While there might not be as much of the white stuff here in Maine, neighbors to the south are downright green, with the Pennsylvania Department of Transpiration expecting to save $25 million this year. In Pittsburgh, rock salt domes are still filled to the top.
“I can’t imagine that,” said Pickard, who estimated that the state would have about 10 percent of its rock salt – an average amount – in reserve at the end of the winter.
As one moves north, the savings tend to go south.
In Worcester, Mass., the public works department budgeted $1.1 million on snow removal this year and spent about $1.3 million.
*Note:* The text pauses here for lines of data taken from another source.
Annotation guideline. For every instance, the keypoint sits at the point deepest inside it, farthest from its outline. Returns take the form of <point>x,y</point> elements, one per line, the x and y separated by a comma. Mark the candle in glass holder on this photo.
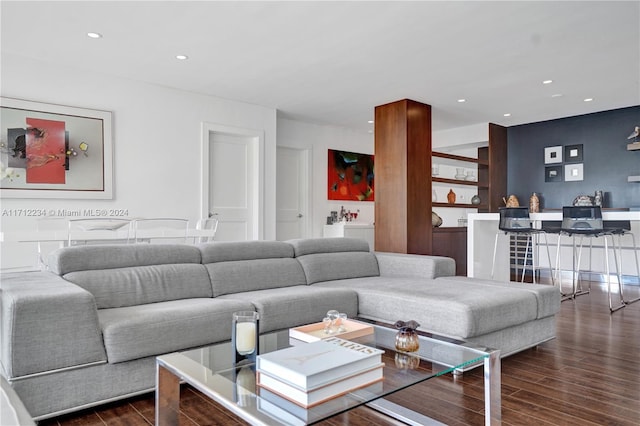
<point>245,337</point>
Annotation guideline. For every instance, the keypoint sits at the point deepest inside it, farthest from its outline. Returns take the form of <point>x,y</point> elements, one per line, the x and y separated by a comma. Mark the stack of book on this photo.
<point>313,373</point>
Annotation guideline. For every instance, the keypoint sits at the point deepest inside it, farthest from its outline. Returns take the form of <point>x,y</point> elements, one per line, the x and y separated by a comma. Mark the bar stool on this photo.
<point>620,229</point>
<point>515,221</point>
<point>586,221</point>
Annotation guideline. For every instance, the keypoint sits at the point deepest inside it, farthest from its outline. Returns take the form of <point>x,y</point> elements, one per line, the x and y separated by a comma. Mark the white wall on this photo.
<point>318,139</point>
<point>157,143</point>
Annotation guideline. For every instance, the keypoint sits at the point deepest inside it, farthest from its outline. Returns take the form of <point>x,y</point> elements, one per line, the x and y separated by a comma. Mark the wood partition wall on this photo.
<point>403,205</point>
<point>403,159</point>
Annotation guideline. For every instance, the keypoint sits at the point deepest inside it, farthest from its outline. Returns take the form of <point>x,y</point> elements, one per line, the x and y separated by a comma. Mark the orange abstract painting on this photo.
<point>350,176</point>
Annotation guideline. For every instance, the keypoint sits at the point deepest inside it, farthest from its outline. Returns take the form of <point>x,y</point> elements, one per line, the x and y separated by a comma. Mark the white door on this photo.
<point>231,182</point>
<point>292,189</point>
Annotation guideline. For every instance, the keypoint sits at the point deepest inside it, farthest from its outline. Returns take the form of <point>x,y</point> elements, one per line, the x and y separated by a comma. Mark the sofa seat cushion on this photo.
<point>451,308</point>
<point>287,307</point>
<point>158,328</point>
<point>547,296</point>
<point>115,288</point>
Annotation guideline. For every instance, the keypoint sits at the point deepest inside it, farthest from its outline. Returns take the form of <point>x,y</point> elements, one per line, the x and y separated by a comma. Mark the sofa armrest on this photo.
<point>47,323</point>
<point>415,265</point>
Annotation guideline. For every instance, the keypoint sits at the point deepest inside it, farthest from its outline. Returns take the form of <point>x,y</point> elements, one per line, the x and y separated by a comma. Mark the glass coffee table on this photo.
<point>211,371</point>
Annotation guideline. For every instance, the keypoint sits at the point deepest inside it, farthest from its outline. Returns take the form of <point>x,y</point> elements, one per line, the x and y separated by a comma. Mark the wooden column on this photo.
<point>495,175</point>
<point>403,177</point>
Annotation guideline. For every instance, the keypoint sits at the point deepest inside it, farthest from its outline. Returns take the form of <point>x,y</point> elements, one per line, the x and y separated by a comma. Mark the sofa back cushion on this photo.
<point>128,275</point>
<point>241,266</point>
<point>111,256</point>
<point>328,259</point>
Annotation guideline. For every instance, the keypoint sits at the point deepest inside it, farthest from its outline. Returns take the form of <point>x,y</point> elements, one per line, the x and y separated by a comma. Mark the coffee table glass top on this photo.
<point>211,371</point>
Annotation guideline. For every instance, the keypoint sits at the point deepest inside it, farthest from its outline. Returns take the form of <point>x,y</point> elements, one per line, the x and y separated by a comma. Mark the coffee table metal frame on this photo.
<point>218,382</point>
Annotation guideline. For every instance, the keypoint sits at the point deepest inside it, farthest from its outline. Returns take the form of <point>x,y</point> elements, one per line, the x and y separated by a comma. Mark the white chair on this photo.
<point>160,230</point>
<point>55,234</point>
<point>99,230</point>
<point>210,225</point>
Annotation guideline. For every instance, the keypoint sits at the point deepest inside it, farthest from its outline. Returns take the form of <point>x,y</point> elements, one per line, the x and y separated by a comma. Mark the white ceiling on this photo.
<point>333,62</point>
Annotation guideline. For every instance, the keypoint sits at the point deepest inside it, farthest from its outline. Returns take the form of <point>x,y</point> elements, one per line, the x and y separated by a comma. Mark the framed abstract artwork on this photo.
<point>350,176</point>
<point>573,172</point>
<point>553,154</point>
<point>573,153</point>
<point>553,174</point>
<point>54,151</point>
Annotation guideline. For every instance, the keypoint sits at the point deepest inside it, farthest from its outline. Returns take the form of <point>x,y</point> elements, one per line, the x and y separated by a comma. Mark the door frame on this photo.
<point>257,146</point>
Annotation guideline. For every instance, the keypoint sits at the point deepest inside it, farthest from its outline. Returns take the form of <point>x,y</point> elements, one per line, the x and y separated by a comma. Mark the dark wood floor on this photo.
<point>588,375</point>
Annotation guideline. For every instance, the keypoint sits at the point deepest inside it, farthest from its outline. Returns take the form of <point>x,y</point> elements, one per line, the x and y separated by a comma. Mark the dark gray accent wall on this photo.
<point>606,161</point>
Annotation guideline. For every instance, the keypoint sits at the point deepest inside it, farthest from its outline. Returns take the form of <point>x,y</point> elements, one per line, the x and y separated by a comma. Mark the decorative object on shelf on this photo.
<point>435,220</point>
<point>598,199</point>
<point>512,201</point>
<point>407,337</point>
<point>451,196</point>
<point>534,203</point>
<point>583,200</point>
<point>244,336</point>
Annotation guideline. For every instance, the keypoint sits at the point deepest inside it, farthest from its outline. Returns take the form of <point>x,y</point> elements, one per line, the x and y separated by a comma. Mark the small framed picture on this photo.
<point>573,172</point>
<point>553,174</point>
<point>553,154</point>
<point>573,154</point>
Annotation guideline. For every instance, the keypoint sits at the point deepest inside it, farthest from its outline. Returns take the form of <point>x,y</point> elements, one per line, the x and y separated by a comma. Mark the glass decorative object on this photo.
<point>451,196</point>
<point>244,336</point>
<point>407,337</point>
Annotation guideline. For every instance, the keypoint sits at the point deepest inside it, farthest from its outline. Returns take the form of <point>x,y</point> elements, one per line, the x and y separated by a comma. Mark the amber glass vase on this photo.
<point>407,337</point>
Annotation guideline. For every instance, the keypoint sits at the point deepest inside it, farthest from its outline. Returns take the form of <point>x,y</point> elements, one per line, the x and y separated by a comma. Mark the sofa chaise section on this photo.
<point>507,316</point>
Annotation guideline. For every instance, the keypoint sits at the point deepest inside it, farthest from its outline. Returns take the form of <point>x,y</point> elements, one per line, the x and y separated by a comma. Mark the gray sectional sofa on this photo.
<point>89,330</point>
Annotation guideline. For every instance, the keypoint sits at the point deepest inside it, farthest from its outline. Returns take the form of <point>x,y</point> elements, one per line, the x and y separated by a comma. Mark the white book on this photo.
<point>321,394</point>
<point>318,363</point>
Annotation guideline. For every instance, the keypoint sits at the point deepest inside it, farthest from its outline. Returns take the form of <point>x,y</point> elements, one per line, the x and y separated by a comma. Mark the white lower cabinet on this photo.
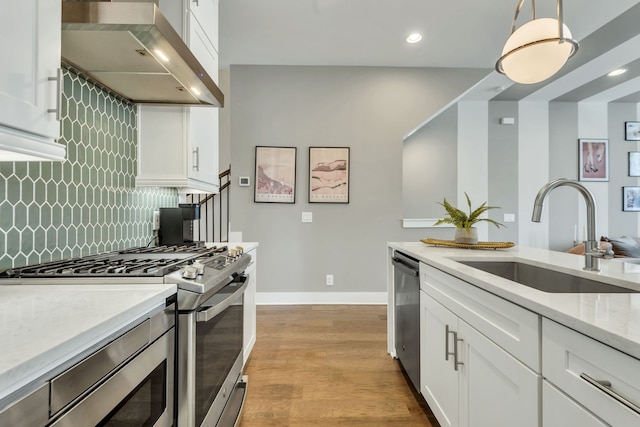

Last winter, the city overspent by $2 million.
But snow removal budgets are not just based on how much of the white stuff hits the ground, say Maine transportation officials, many of whom characterized this winter as average in terms of the number of storms and the amount of time and material used on the roads.
In the Bangor area, snowfall so far this year totaled 61 inches, well below the 76-inch average, according to Kirk Apffel, a forecaster with the National Weather Service in Caribou.
But in Bangor’s sister city of Brewer, public works director Frank Higgins said his department is actually over budget this year with a number of small “nuisance storms” keeping the city’s plows and rock salt on the roads.
“It’s been a deceptive winter,” he said Saturday. “We had a whole lot of storms that dragged on without a whole lot of accumulation.”
Portland, too, saw more green than white this winter with just 32 inches of snow compared with its 30-year average of 69 inches.
In the northern Maine town of Caribou, which averages 112 inches of snow, only 85 inches have fallen so far this year, according to the weather service.
Like his state counterparts, Caribou public works director David Bell said his crews, too, have had a typical winter despite the below-average snowfall.
“You still have to keep the roads safe and plowed,” he said.
And as anyone in Maine knows, winter doesn’t go quietly.
While the calendar might say spring is here, April often has a wintry surprise in store – especially for those in northern Maine, where a foot of snow falls on average that month.
But, with the crocuses peeking out of the ground and the last remnants of snow melting away, Pickard has had enough.
“I’m officially tired of winter,” he said.
The Associated Press contributed to this report.